Put simply, it’s depressing and dispiriting to live here right now, in a country where the leading Republican presidential candidate is a condescending, racist bully whose latest ad implies Hillary Clinton’s a bitch, and who incites violence but then, in true cowardly fashion, demures that he’s not responsible for it. Wink, goddamn, wink.

But there is faint hope, I see it here and there—look, crocuses! Last night I watched Look at Us Now, Mother! a forthcoming documentary about trying to mend the fractious relationship between a middle-aged daughter and her elderly mother, a woman who endured terrible traumas as a child. The film got under my skin—the poignancy and delicacy of parent-child relationships, the implicit call for empathy for people whose suffering we can’t know. The chaser: a restless night of too many blankets, too many requests for water, too little sleep.

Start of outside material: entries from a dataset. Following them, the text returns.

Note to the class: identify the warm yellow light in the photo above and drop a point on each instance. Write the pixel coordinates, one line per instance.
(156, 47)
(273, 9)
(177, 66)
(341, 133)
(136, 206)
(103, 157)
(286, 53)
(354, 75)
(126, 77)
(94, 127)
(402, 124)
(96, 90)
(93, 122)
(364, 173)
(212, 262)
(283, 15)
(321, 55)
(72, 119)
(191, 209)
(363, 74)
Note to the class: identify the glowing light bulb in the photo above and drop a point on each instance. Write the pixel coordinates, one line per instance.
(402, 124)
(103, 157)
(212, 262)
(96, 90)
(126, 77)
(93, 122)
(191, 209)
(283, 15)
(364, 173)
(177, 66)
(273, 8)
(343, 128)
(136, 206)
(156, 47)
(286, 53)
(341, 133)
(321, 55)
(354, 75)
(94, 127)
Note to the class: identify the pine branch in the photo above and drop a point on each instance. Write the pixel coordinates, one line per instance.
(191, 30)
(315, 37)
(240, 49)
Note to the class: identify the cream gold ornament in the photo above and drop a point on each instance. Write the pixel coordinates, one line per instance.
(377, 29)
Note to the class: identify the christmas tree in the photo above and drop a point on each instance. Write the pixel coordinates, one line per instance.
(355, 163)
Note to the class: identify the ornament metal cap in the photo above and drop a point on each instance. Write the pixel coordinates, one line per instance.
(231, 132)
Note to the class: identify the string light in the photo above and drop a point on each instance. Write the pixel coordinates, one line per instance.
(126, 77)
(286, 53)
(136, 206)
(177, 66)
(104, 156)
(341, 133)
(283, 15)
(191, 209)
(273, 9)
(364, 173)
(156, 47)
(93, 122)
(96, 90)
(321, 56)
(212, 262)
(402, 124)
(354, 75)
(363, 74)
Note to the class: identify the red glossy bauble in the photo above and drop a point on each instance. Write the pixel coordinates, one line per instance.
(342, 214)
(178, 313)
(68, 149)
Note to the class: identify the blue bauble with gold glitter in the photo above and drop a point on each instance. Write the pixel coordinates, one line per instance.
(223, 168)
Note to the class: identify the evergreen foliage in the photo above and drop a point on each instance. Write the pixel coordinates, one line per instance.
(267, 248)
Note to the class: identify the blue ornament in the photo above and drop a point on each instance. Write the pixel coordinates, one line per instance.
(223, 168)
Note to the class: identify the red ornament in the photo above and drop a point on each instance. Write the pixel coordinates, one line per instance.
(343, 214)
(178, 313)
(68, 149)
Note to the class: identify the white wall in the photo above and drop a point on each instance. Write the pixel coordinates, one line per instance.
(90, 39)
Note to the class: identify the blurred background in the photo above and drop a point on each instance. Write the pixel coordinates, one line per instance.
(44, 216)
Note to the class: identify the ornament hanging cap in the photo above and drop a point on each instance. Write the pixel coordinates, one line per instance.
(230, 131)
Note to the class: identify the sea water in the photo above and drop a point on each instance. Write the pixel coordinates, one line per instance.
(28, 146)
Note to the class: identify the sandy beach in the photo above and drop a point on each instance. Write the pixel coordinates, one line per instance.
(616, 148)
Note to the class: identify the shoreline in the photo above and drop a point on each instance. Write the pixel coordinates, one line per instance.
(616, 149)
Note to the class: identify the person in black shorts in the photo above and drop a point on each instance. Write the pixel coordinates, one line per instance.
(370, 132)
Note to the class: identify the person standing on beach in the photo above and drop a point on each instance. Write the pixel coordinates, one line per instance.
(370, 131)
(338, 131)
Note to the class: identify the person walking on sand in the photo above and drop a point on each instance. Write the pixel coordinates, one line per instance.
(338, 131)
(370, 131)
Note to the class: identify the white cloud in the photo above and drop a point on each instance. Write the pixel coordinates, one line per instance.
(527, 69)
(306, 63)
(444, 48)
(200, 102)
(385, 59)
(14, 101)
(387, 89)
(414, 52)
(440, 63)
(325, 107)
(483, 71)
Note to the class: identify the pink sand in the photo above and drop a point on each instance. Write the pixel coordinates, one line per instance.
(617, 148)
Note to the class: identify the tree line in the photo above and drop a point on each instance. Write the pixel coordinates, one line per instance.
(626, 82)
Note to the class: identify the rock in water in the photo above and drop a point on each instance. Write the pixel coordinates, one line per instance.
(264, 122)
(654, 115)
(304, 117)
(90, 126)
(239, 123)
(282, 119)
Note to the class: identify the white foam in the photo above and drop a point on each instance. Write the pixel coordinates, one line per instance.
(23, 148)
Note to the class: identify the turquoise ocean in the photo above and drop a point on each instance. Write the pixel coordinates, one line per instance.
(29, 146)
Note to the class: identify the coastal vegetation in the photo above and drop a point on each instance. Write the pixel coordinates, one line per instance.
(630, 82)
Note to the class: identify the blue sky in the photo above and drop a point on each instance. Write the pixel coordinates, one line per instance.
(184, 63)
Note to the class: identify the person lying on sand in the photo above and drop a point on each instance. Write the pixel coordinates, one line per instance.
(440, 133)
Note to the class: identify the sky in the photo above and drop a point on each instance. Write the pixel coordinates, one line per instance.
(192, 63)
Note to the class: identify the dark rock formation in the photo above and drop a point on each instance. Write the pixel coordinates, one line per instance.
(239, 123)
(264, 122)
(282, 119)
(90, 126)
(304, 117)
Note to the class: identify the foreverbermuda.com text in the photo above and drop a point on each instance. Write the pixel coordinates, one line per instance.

Which brings me to the latest episode of Broad City, titled “2016.” I watched in the dark early this morning. (Thanks daylight goddamn savings.) Abbi wrenches her neck (or rather, an irked hairdresser does it to her in response to the news she has a coupon) and goes to see a chiropractor (Mr. Avuncular himself, Alan Alda!) who asks her how she’s sleeping.

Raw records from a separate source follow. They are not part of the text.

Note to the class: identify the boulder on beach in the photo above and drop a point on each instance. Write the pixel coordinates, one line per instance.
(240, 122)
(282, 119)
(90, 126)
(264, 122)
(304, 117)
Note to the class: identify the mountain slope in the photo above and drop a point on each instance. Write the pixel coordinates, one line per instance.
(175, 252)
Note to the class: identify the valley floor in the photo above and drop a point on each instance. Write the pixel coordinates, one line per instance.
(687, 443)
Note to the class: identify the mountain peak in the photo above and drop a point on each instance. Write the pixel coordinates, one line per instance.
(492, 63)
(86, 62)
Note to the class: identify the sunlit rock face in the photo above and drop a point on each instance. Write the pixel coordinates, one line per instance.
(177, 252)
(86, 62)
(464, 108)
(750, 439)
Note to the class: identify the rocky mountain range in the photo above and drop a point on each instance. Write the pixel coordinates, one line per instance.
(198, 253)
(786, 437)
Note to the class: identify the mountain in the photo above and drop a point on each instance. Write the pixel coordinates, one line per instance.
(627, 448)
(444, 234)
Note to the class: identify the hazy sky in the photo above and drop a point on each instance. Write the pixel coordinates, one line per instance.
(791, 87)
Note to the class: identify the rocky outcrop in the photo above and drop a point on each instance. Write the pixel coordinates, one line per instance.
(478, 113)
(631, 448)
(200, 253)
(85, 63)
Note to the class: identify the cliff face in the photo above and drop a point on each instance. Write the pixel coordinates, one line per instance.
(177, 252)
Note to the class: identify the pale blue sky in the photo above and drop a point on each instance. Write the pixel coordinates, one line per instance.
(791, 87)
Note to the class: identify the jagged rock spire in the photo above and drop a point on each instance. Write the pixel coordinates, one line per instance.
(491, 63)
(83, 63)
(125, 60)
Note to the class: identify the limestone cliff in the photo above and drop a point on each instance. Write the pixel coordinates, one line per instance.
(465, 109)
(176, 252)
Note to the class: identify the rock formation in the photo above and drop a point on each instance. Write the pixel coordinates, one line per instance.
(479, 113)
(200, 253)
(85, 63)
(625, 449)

“I mostly tussle but I get like six hours of tussling a night,” she replies. Gurl, I feel ya. Six on a good night.

Honestly, my brain is so frazzled that I found this latest episode hard to enjoy. There’s no doubt, Ilana as a bike messenger makes perfect sense. And who hasn’t gone, like Abbi, to the DMV and felt the need right after for fresh produce, a long, hot shower, and a stiff drink?

But somehow it doesn’t hold together. Or maybe it just took a while for it to come together. Toward the end of the show, Ilana makes a delivery to Hillary Clinton’s campaign headquarters, where, after a punctuated, enthusiastic salute in front of a bald eagle and American flag picture, she offers to be put to work. Her manager, played by Cynthia Nixon, goes through answers to a list of common questions volunteers are routinely asked.

“No, Hillary does not cry at the office.”

“Yes, Hillary can read a map.”

“No, Hillary will not enforce male pregnancy.”

“No, Hillary is not a witch.”

They’re totally absurd and yet we live in absurd times. End times, maybe, if Trump prevails. Definitely if climate change does. I’d bet good money—quarters even!—that these are real questions the Clinton campaign fields every day. Talk about dispiriting.

Then the candidate herself comes in, with a twinkle in her eye and an emerald coat on her back. Abbi and Ilana are agog, star-struck. “I pegged,” Abbi tells the candidate. Clinton thanks them, brings in the morale-boosting blow-up doll Ilana bequeathed to Deals Deals Deals, and in short order concludes her Broad City debut! Glorious and to the point.

Who knows how this election will turn out? Who knows if there’ll be rioting in the streets—or how much? Who knows why one needs to read a map in the age of Waze?

As a candidate IRL, Hillary has her flaws, sure. Who doesn’t? But on Broad City (and earlier this year on an episode of BuzzFeed’s podcast Another Round), she proves her mettle. No, she doesn’t toke up with Abbi and Ilana. She doesn’t let on if she knows what it means to be “pegged.” She doesn’t reveal to them, as Abbi does to her, her astrological sign. But Hillary does proves that she’s got game, a sense of humor, smarts, and a genuine appreciation for talented, bright women.

In this time of darkness, that goes a long way.